For each value that must be sampled adaptively, there is a certain minimum number of samples that V-Ray always computes, a maximum number of samples, and a noise threshold that controls how many samples between the minimum and the maximum would be actually computed. The minimum number of samples are needed because, like every adaptive algorithm, V-Ray's DMC sampler needs to gather a bit of information about the particular value that is being sampled before it can make any assumptions about it.



For image sampling, the three values - minimum samples, maximum samples and noise threshold - are directly specified by the user. The VRaySampleRate render element can show how many samples were actually performed, as percentage of the maximum. V-Ray then automatically determines the best number of shading samples to take for each blurry effect like glossy reflections, area lights, GI. The user is not required to specify any additional values1. Internally, V-Ray uses global values for an adaptive threshold, adaptive amount and a minimum number of samples2 for the DMC sampler.
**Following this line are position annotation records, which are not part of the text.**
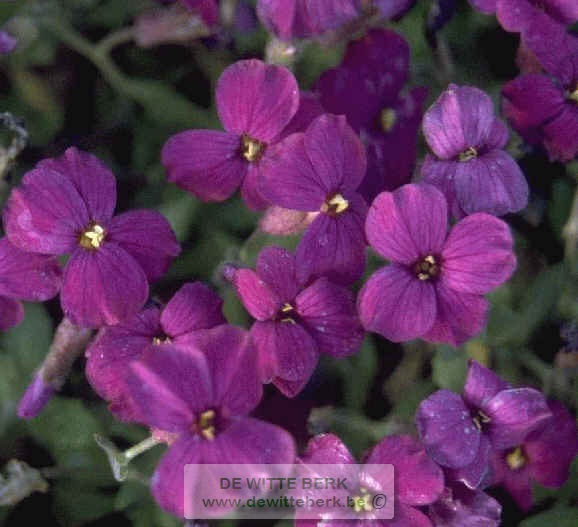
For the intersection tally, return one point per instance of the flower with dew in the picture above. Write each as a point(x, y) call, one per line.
point(255, 102)
point(418, 480)
point(66, 206)
point(295, 320)
point(434, 286)
point(544, 457)
point(198, 399)
point(543, 108)
point(24, 276)
point(460, 432)
point(517, 16)
point(469, 164)
point(319, 171)
point(194, 307)
point(367, 90)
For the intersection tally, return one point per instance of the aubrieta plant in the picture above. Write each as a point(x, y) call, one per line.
point(384, 212)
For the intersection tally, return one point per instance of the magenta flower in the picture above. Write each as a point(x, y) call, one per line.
point(194, 307)
point(469, 164)
point(66, 206)
point(460, 506)
point(200, 397)
point(517, 16)
point(295, 320)
point(543, 109)
point(460, 432)
point(418, 480)
point(320, 171)
point(289, 19)
point(433, 289)
point(366, 89)
point(543, 457)
point(24, 276)
point(255, 102)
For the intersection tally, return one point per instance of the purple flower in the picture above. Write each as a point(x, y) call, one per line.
point(66, 206)
point(295, 320)
point(255, 102)
point(460, 432)
point(518, 15)
point(366, 89)
point(460, 506)
point(201, 397)
point(543, 109)
point(24, 276)
point(418, 480)
point(154, 330)
point(434, 285)
point(319, 171)
point(469, 164)
point(544, 456)
point(289, 19)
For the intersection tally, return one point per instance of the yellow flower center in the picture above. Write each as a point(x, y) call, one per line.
point(516, 459)
point(335, 204)
point(467, 155)
point(427, 268)
point(92, 237)
point(251, 149)
point(388, 119)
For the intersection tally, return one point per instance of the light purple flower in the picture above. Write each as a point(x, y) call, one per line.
point(295, 320)
point(366, 89)
point(433, 289)
point(319, 171)
point(201, 398)
point(289, 19)
point(418, 480)
point(543, 109)
point(66, 206)
point(543, 457)
point(460, 432)
point(24, 276)
point(460, 506)
point(255, 102)
point(154, 330)
point(518, 15)
point(469, 164)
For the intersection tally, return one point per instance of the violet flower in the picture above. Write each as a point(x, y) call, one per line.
point(154, 330)
point(255, 102)
point(66, 206)
point(543, 457)
point(367, 90)
point(433, 289)
point(295, 320)
point(320, 171)
point(469, 164)
point(200, 397)
point(24, 276)
point(460, 506)
point(290, 19)
point(418, 480)
point(517, 16)
point(460, 432)
point(543, 109)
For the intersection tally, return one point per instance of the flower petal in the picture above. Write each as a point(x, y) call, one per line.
point(395, 304)
point(478, 255)
point(194, 306)
point(408, 224)
point(205, 163)
point(102, 287)
point(256, 99)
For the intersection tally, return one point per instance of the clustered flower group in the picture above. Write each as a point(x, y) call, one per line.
point(336, 165)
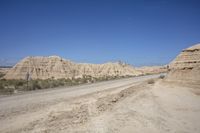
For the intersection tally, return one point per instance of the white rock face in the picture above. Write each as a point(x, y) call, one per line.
point(153, 69)
point(185, 68)
point(57, 67)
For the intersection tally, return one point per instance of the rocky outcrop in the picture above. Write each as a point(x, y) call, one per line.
point(152, 69)
point(185, 68)
point(57, 67)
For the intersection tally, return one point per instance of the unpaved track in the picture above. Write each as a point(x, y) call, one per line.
point(16, 110)
point(120, 106)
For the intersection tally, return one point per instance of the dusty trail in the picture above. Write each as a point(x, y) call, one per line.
point(127, 105)
point(18, 110)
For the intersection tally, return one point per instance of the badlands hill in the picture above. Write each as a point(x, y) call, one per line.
point(153, 69)
point(57, 67)
point(185, 68)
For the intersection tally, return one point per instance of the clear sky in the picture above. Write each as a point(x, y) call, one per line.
point(139, 32)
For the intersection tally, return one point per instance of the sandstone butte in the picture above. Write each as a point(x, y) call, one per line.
point(185, 68)
point(56, 67)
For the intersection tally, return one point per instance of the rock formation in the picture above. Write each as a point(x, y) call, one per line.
point(57, 67)
point(152, 69)
point(185, 68)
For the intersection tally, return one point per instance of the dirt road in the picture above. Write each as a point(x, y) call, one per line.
point(118, 106)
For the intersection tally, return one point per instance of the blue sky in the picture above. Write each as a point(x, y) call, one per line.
point(139, 32)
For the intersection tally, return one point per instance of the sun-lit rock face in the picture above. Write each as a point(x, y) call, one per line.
point(153, 69)
point(57, 67)
point(188, 58)
point(185, 68)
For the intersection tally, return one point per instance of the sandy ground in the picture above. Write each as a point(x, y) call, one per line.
point(120, 106)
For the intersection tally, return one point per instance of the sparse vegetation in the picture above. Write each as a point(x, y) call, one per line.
point(1, 75)
point(11, 86)
point(162, 76)
point(151, 81)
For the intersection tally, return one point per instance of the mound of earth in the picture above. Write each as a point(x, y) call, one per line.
point(153, 69)
point(185, 68)
point(57, 67)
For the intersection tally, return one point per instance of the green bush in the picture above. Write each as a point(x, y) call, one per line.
point(151, 81)
point(162, 76)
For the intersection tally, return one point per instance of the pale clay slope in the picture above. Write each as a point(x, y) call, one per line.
point(185, 68)
point(56, 67)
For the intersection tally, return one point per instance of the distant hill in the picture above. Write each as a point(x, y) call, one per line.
point(56, 67)
point(185, 68)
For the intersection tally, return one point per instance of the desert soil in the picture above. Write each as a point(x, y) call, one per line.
point(119, 106)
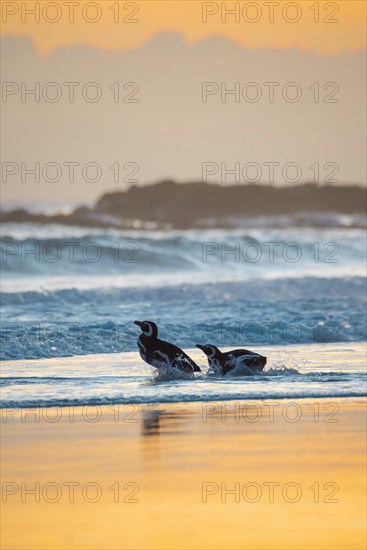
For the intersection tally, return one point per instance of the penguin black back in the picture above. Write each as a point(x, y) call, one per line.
point(159, 353)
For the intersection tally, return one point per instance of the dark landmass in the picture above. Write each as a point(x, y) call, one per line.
point(168, 204)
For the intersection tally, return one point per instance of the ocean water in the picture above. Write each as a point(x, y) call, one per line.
point(71, 291)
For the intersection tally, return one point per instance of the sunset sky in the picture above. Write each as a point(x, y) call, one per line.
point(346, 33)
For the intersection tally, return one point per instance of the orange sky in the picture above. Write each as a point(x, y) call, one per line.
point(153, 16)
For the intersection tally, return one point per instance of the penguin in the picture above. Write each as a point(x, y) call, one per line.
point(241, 360)
point(159, 353)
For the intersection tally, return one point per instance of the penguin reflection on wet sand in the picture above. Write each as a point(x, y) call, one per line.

Once the minimum number of samples are taken, the DMC sampler continues taking more samples either until the noise threshold is reached, or the maximum number of samples are taken.




Notes


1Automated shading sampling was introduced with V-Ray 5. However, VRayDirt and VRayCurvature have their own Subdivs parameters which work independently from the Adaptive sampling settings.
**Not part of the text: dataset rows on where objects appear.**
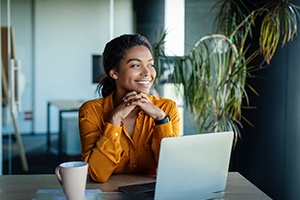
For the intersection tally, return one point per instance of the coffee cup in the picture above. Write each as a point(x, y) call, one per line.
point(72, 176)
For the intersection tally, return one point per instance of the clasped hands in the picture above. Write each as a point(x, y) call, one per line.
point(135, 100)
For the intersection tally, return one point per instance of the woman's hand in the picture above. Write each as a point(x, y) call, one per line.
point(132, 100)
point(141, 100)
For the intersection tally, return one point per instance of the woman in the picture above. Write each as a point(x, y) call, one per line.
point(121, 132)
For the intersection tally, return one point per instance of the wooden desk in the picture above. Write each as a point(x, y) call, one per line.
point(19, 187)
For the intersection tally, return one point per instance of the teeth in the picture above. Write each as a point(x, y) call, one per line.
point(143, 82)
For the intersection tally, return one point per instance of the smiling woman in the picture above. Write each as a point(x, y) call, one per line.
point(121, 132)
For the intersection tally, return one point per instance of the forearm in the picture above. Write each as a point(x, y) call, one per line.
point(105, 154)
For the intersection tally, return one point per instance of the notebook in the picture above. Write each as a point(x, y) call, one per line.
point(190, 167)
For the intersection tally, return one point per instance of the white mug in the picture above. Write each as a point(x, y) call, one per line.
point(72, 176)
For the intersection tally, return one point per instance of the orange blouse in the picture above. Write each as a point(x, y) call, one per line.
point(110, 150)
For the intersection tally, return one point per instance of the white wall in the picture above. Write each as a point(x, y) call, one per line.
point(67, 33)
point(55, 41)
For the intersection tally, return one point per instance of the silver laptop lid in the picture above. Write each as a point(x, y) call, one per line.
point(194, 166)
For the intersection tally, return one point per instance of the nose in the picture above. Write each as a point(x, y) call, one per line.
point(145, 71)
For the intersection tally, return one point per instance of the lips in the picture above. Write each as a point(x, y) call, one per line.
point(144, 82)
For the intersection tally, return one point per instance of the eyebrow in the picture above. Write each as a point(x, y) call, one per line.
point(139, 60)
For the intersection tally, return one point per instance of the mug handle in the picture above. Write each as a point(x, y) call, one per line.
point(57, 173)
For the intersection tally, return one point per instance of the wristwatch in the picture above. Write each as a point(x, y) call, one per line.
point(163, 121)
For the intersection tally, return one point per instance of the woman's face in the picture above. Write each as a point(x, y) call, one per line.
point(136, 71)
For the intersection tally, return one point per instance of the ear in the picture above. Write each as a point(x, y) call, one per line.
point(113, 73)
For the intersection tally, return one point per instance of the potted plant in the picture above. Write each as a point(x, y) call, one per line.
point(213, 74)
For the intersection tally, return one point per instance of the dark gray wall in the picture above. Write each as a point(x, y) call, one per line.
point(149, 18)
point(268, 154)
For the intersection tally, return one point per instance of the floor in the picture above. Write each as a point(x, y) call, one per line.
point(40, 160)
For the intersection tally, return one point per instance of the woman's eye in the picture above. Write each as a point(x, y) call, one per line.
point(135, 65)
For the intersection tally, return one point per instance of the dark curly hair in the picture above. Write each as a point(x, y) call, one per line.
point(113, 53)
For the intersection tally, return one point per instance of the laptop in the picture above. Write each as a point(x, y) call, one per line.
point(190, 167)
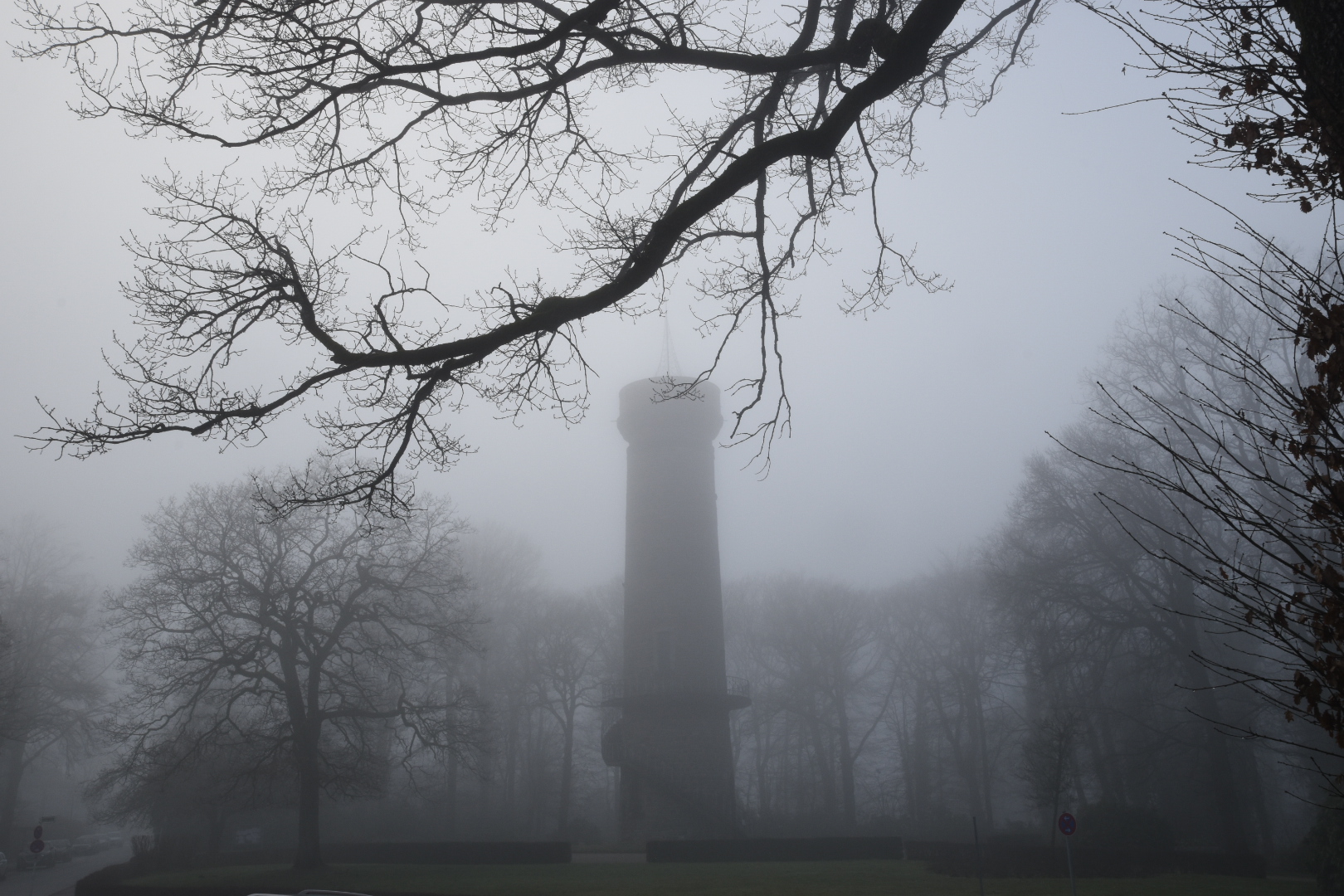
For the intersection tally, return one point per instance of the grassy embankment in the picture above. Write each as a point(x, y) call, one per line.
point(728, 879)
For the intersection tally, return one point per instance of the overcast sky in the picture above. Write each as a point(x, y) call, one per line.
point(910, 426)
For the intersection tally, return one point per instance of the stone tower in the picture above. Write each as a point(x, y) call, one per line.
point(672, 739)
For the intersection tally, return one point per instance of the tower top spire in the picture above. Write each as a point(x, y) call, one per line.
point(668, 363)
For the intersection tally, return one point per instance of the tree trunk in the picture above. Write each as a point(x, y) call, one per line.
point(450, 807)
point(11, 772)
point(847, 761)
point(562, 815)
point(309, 853)
point(1227, 805)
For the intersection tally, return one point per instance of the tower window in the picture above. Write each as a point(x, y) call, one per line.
point(665, 652)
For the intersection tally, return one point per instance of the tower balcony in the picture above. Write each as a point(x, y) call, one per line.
point(674, 689)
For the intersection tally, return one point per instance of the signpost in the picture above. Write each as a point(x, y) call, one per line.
point(1068, 825)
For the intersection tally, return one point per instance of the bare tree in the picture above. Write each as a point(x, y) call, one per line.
point(566, 677)
point(186, 786)
point(1261, 86)
point(498, 100)
point(318, 635)
point(1047, 762)
point(50, 666)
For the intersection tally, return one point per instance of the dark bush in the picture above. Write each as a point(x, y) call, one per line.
point(1324, 850)
point(1118, 826)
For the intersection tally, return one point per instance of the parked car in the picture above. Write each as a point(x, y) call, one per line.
point(61, 850)
point(28, 859)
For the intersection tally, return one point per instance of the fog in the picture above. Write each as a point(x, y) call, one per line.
point(1055, 212)
point(910, 427)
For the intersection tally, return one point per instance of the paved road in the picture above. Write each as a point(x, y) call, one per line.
point(49, 881)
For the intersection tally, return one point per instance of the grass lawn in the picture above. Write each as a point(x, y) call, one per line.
point(719, 879)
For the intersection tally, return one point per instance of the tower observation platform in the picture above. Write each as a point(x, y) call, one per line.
point(672, 742)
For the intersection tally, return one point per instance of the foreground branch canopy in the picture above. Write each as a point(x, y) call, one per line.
point(431, 100)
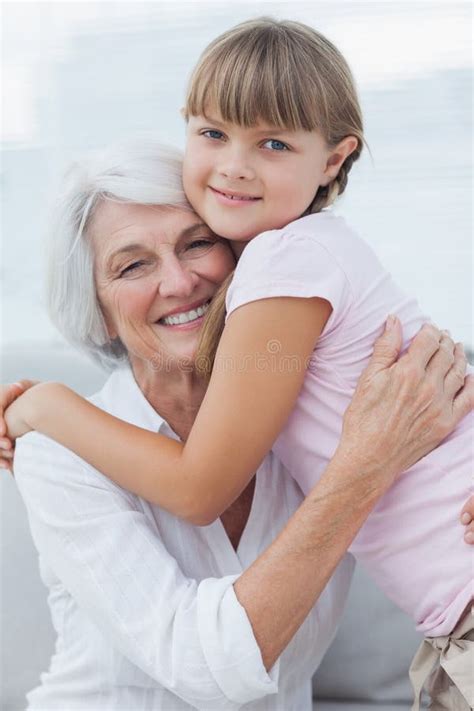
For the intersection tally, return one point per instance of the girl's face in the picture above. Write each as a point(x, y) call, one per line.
point(243, 181)
point(156, 269)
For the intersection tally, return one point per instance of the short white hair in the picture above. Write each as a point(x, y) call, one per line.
point(143, 172)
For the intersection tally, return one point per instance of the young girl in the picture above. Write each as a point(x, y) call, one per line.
point(274, 126)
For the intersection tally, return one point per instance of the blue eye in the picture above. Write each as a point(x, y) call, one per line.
point(131, 268)
point(213, 134)
point(200, 243)
point(276, 145)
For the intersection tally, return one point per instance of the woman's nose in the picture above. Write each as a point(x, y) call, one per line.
point(176, 280)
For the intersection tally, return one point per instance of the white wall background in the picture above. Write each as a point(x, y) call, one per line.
point(78, 75)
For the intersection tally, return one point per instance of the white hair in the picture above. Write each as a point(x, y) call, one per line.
point(143, 172)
2 – These parameters are hidden in V-Ray 5. The most optimal values for them are set by default and they do not need to be changed in the majority of setups.


References


 More information on deterministic Monte Carlo sampling for computer graphics can be found from the sources listed below.

  • C. Schlick, An Adaptive Sampling Technique for Multidimensional Integration by Ray Tracing, in Second Eurographics Workshop on Rendering (Spain), 1991, pp. 48-56
    Describes deterministic MC sampling for antialiasing, motion blur, depth of field, area light sampling and glossy reflections.
  • K. Chiu, P. Shirley and C. Wang, Multi-Jittered Sampling, in Graphics Gems IV, 1994
    Describes a combination of jittered and N-rooks sampling for the purposes of computer graphics.
  • Masaki Aono and Ryutarou Ohbuchi, Quasi-Monte Carlo Rendering with Adaptive Sampling, IBM Tokyo Research Laboratory Technical Report RT0167, November 25, 1996, pp.1-5
    An online version can be found at
    http://www.kki.yamanashi.ac.jp/~ohbuchi/online_pubs/eg96_html/eg96.htm
    Describes an application of low discrepancy sequences to area light sampling and the global illumination problem.
  • M. Fajardo, Monte Carlo Raytracing in Action, in State of the Art in Monte Carlo Ray Tracing for Realistic Image Synthesis, SIGGRAPH 2001 Course 21, pp. 151-162;
    An online version can be found at
    http://cseweb.ucsd.edu/~viscomp/classes/cse274/wi18/readings/course29sig01.pdf
    Describes the ARNOLD renderer employing randomized quasi-Monte Carlo sampling using low discrepancy sequences for pixel sampling, global illumination, area light sampling, motion blur, depth of field, etc.
  • E. Veach, December, Robust Monte Carlo Methods for Light Transport Simulation, Ph. D. dissertation for Stanford University, 1997, pp. 58-65
    An online version can be found at  http://graphics.stanford.edu/papers/veach_thesis/
    Includes a description of low discrepancy sequences, quasi-Monte Carlo sampling and its application to solving the global illumination problem.
  • L. Szirmay-Kalos, Importance Driven Quasi-Monte Carlo Walk Solution of the Rendering Equation, Winter School of Computer Graphics Conf., 1998
    An online version can be found at https://www.sciencedirect.com/science/article/abs/pii/S0097849399000308 (This page is no longer available)
    Describes a two-pass method for solving the global illumination problem employing quasi-Monte Carlo sampling, as well as importance sampling using low discrepancy sequences.